Traduttore: M. Marchetti
Editore: Einaudi
Collana: Einaudi. Storia
Anno edizione: 2010
Pagine: X-406 p. , Rilegato
  • EAN: 9788806200602
La foto, sottilmente gentile e fredda, quella diffusa a suo tempo dalla pubblicistica del Reich, campeggia sulla copertina. Si tratta di un ritratto a tre quarti di Reinhard Heydrich, sobriamente solenne nella sua banale inconsistenza. Tutto è fermo e immoto, quasi a volere dire che il tempo non scorre. Indossa la divisa di SS-Brigadeführer, ma presto sarebbe divenuto Obergruppenführer, ha diversi nastrini (di battaglie combattute tra le carte, nelle polveri degli uffici) e il suo volto pallido sembra precorrere la maschera di cera che all'atto della morte, a trentotto anni, gli sarebbe stata fatta a imperitura memoria. Se fosse sopravvissuto all'attentato consumatogli contro da alcuni patrioti cechi, nel maggio del 1942, avrebbe senz'altro incontrato la corda di Norimberga.
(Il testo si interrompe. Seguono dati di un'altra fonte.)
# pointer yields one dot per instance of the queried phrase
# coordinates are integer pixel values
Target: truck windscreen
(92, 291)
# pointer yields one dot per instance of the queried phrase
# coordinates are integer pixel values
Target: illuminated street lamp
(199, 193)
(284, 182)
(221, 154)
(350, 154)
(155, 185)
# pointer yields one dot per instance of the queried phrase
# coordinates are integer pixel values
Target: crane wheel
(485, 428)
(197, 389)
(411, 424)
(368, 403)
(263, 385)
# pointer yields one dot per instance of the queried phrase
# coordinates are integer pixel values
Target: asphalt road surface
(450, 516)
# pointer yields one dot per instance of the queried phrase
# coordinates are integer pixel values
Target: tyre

Era conosciuto comunemente come "der Henker" ("il boia"), o "la bestia bionda", ma tali evocativi titoli appartenevano più alla liturgia delegittimante dei suoi nemici che non all'intima essenza di un uomo che sentiva su di sé l'onore di una missione. Il suo obiettivo era quello di trasformare l'Europa in un moderno dominio feudale. Ciò facendo si impegnava per quel che sapeva di essere, un esponente di altissimo lignaggio della tecnostruttura genocidiaria.
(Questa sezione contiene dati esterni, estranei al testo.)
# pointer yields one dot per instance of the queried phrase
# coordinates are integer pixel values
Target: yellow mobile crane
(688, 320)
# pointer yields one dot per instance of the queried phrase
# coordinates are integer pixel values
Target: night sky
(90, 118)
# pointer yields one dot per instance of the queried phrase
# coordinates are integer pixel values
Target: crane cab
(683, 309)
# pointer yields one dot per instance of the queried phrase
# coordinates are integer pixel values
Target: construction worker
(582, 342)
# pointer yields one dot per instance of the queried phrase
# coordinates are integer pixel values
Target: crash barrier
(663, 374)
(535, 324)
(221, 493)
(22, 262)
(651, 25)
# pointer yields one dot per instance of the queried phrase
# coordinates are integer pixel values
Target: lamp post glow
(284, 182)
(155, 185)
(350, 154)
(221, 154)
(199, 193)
Il testo di Husson, docente di storia contemporanea alla Sorbona, ci restituisce tuttavia solo in parte il personaggio Heydrich, soffermandosi piuttosto sui nessi tra decisori e decisioni, ovvero sul complesso decision making che sfociò nella Endlösung der Judenfrage, lo sterminio degli ebrei. La questione della sua datazione non è peraltro di lana caprina, costituendo piuttosto un indice fondamentale nella identificazione della natura dei processi decisionali all'interno del Terzo Reich. Capire quali fossero le parti in causa serve a ricostruire l'intreccio tra l'operato degli alti funzionari, che applicavano la nozione di "lavoro nel senso della volontà del Führer", laddove l'oracolarità doveva tradursi in gesti concreti e la genesi negli obiettivi politici. Husson si muove con grande agio all'interno della messe di documenti pervenutici, facendoli interagire con l'intrico poliarchico del regime e soffermandosi, sia pure senza pedanteria, nella complessa relazione tra tempi, luoghi e individualità. È in ciò storico persuasivo, governando al contempo fatti e ipotesi. Ne emerge, così, il definirsi di una suggestione genocida già nell'estate del 1940, di cui la conferenza di Wannsee, nel gennaio 1942, fu la sanzione ultimativa. Non di meno, il mese di novembre del 1941, ricorrenza della "rivoluzione nazionale", nata dalla "catastrofe" del 9 novembre 1918, diventa la faglia di sutura tra intenzione e decisione. Peccato che il libro ci possa consegnare solo una parte di Heydrich, figura soverchiante, ma ancora "anonima". Manca in Italia una biografia che possa restituirci il suo profilo. Un consiglio, al lettore, si impone, ed è quello di integrare il volume con quello appena pubblicato da Christian Ingrao per Fayard, Croire et détruire. Les intellectuels dans la machine de guerre SS. Heydrich non era un intellettuale, ma senz'altro un burocrate nel senso weberiano del termine. E la cultura istituzionale nazista di certo si avvaleva di questa nuda dimensione antropologica.